Du déni à la réaction : la CNIL change de posture

Face à cette accumulation de fuites et à l’incapacité structurelle d’une partie des entreprises à faire face, la CNIL a décidé de durcir le ton. Dans son rapport annuel présenté fin avril, l’autorité recense 5 629 violations de données en 2024, soit une augmentation de 20 % par rapport à l’année précédente. Plus alarmant encore, plus de 2 500 incidents ont déjà été enregistrés pour le seul premier trimestre 2025.

Conséquence : une mesure jusqu’alors recommandée devient obligatoire. La CNIL exige, dès 2026, la mise en place d’une authentification forte pour tous les accès distants concernant des bases de données de plus de deux millions de personnes. «Quatre violations massives sur cinq auraient pu être évitées avec de la double authentification», affirme Marie-Laure Denis, présidente de l’institution. Pour les entreprises concernées, ne pas s’y conformer pourra être considéré comme un manquement à l’obligation de moyens du RGPD, article 32.

La double authentification, déjà largement appliquée dans les secteurs bancaire ou administratif, va donc devenir une norme de fait pour les opérateurs du e-commerce, des télécoms et de la grande distribution. Et pour cause : elle bloque la plupart des attaques automatisées, même en cas de vol d’identifiants.

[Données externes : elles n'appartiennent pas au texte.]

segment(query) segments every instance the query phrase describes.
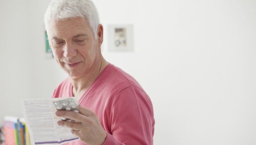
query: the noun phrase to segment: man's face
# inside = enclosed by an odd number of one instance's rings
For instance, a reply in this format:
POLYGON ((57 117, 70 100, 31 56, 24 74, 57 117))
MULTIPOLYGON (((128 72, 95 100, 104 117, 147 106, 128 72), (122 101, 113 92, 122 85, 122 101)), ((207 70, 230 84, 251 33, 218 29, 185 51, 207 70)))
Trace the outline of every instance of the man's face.
POLYGON ((65 19, 49 24, 49 43, 59 65, 69 76, 91 73, 100 54, 102 42, 94 39, 86 20, 65 19))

Un changement culturel nécessaire dans le retail

La multiplication des incidents, en France comme au Royaume-Uni, avec des cas très médiatisés et récents chez Marks & Spencer ou Harrods, met en lumière la fragilité du modèle opérationnel actuel du commerce. Les failles ne sont pas seulement techniques. Elles sont organisationnelles, culturelles, contractuelles. Dans les cas de Thermomix ou Afflelou, les intrusions provenaient d’un prestataire de CRM. Il ne suffit donc plus de sécuriser ses propres serveurs : l’ensemble de la chaîne de sous-traitance doit être audité, contractuellement encadré et techniquement surveillé.

Les entreprises doivent aussi abandonner la vision court-termiste du retour sur investissement en matière de cybersécurité. Kevin Mitnick, ex-hacker américain reconverti en consultant, le rappelle dans un slogan devenu adage : «la cybersécurité n’est pas un coût. C’est un investissement pérenne.» Car une fois la confiance brisée, le lien avec le client ne se répare pas facilement. Des mois de campagnes marketing ne suffisent pas à effacer la méfiance.

Un véritable changement de culture s’impose. Cela passe par la généralisation de la double authentification, la surveillance proactive des activités suspectes, la désactivation rapide des services obsolètes, l’éducation continue des collaborateurs et l’intégration de la sécurité dès la conception des services (approche « security by design »).

En 2025, la question n’est plus de savoir si une enseigne sera attaquée, mais quand et comment. Le credentialstuffing évoqué n’est qu’un symptôme. Le vrai enjeu est de savoir si les acteurs du retail sont prêts à assumer leur responsabilité dans la protection des données qu’ils collectent et exploitent chaque jour. Dans un monde connecté, la confiance client se construit elle aussi à double facteur.